Marie (May) Castellano originally a resident of Brooklyn and Locust Valley, died at home in Greenvale, LI on April 3, 2011 after a brief illness. A noted and highly respected educator, she began teaching a class of 60 sixth grade boys in 1959 at St. Cecelia School in Greenpoint, Brooklyn. She began teaching in the Herricks School District in 1960, working with Grades 4 and 6 at various times during her career. Getting a place in her class was a goal of both parents and students as her reputation grew for demanding standards coupled with warmth and caring for her students and her willingness to see them as distinct individuals with different personal needs and learning >May attended Adelphi University from 1937 to 1941, when it was an all women's college, after it moved to Garden City from Brooklyn. She went on to graduate school at Columbia University, pursuing several degrees in French and Education. She also studied at NYU with reading teacher specialist Nila Banton Smith, becoming one of her disciples, placing reading instruction at the core of her curriculum.
Fluent in both French and Italian, she delighted in using her large collection of cookbooks in their original languages. She studied with a number of noted chefs including Nicola Zanghi and Nicholas Malgieri and willingly passed along her skills and recipes to cooks of all ages and abilities.
Her husband, Charles Castellano died in 1983. He was also a teacher who majored in French and shared her passion for European languages and cultures. He taught French and Italian and created a unique program of study, teaching English to newly arriving immigrants. At the same time he managed the family Italian specialty food store, begun by May's father, Benedetto Tota, in Brooklyn in 1921. Their two sons, Denis and Bruce both became English teachers on Long Island. Denis taught at Westbury High School until his death at age 41 in 1987, and Bruce retired from the English department at Mineola High School in 2005. He is currently on the faculty at Adelphi University teaching human rights courses in the school of education. He has received multiple awards from universities and organizations in the New York area.
May was an avid and highly opinionated follower of the political scene locally, statewide, and nationally. An unrepentant liberal-progressive, she delighted in poking holes in the arguments of conservative talk show pundits. She was a source of help, education and support for many new arrivals to the US and proudly related stories of her own family's arrival through Ellis Island from Apulia, Italy. Encouraged by early travels with her mother, she traveled extensively throughout the US and Europe. In addition to her prodigal memory, her copious lists, originally written by hand and later on her computer, outlining art to see, places to eat, buildings to visit, towns not to miss were readily produced for anyone making a first trip abroad. A verbal quiz and eager perusal of photographs awaited the returning traveler.
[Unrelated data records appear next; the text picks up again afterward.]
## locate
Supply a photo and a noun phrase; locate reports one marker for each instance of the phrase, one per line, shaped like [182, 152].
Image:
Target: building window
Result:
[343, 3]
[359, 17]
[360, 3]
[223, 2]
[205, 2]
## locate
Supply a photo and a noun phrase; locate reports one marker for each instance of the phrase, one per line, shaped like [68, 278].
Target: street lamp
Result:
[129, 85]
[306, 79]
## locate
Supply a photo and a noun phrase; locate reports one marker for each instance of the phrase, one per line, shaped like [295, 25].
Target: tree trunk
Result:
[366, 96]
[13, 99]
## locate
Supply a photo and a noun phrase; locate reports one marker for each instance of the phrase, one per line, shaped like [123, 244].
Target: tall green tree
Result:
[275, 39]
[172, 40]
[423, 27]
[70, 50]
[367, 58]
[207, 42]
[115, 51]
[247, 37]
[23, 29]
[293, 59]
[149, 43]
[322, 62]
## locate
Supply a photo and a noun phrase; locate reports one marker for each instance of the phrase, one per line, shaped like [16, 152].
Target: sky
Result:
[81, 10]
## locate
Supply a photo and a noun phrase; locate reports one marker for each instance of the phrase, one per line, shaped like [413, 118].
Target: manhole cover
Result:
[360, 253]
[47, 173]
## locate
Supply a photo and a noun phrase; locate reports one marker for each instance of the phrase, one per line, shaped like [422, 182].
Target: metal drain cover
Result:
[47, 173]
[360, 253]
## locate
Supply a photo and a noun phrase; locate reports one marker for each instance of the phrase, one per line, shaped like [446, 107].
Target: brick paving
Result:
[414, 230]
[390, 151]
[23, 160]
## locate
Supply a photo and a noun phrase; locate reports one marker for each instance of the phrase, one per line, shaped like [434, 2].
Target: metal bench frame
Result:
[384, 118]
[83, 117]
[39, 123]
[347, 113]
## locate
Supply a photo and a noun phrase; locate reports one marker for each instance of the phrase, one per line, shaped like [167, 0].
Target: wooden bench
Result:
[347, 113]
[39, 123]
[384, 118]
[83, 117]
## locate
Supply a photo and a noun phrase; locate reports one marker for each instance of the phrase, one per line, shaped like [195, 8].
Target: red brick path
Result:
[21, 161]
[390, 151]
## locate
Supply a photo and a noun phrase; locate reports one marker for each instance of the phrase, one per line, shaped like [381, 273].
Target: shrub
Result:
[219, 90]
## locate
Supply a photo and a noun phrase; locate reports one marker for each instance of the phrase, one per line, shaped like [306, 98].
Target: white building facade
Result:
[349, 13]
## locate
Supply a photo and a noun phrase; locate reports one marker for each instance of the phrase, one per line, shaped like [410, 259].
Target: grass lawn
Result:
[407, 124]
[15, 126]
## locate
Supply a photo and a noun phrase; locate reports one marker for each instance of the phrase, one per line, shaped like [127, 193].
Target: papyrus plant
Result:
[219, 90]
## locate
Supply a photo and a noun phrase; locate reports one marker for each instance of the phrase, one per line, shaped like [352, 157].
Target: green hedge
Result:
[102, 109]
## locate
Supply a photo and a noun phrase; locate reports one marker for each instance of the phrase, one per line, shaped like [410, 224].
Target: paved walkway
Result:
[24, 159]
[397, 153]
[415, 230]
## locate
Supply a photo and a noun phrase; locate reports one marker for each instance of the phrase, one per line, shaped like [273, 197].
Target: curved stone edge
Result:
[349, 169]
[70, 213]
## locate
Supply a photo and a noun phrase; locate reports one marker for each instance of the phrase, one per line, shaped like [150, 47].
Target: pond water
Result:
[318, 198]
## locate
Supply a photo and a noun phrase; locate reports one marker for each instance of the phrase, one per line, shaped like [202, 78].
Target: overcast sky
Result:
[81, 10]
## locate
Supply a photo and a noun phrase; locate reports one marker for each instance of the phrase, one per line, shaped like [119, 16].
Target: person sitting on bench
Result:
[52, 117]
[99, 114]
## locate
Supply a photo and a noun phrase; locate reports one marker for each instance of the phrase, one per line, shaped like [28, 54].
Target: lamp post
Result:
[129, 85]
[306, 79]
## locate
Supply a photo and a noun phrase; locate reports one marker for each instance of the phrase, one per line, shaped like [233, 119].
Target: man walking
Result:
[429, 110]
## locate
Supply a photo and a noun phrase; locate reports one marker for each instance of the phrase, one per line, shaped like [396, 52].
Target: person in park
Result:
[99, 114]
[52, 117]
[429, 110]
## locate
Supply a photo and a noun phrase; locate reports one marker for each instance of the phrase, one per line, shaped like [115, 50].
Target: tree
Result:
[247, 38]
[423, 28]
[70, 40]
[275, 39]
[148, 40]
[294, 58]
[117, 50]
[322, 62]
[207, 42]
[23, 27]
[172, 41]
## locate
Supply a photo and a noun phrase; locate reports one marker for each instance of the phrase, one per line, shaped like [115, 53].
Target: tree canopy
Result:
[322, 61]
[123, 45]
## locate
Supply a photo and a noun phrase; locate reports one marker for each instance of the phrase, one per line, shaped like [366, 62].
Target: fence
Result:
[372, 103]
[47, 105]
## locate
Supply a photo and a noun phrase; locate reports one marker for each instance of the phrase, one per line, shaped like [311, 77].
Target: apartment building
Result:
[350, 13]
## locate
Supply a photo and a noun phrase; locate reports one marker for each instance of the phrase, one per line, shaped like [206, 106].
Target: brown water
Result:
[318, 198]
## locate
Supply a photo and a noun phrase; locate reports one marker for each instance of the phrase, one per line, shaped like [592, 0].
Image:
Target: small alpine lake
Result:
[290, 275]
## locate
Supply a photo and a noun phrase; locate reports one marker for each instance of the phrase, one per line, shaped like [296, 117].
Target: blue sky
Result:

May is survived by her son, Bruce, and two sisters Dorothy Tota and Fran Genduso. Another sister, Victoria Tota died Easter Sunday, 2010. Visiting hours will be at Whitting Funeral Home in Glen Head Tues, April 5, 2011 from 2-5 and 7-9 pm. The funeral mass will be on April 6, 2011 at 11 AM, at St. Gertrude's Church in Bayville with burial at Holy Rood Cemetery in Westbury. In lieu of flowers, please make donations to Good Shepherd Hospice, 245 Old Country Rd., Melville, NY 11747.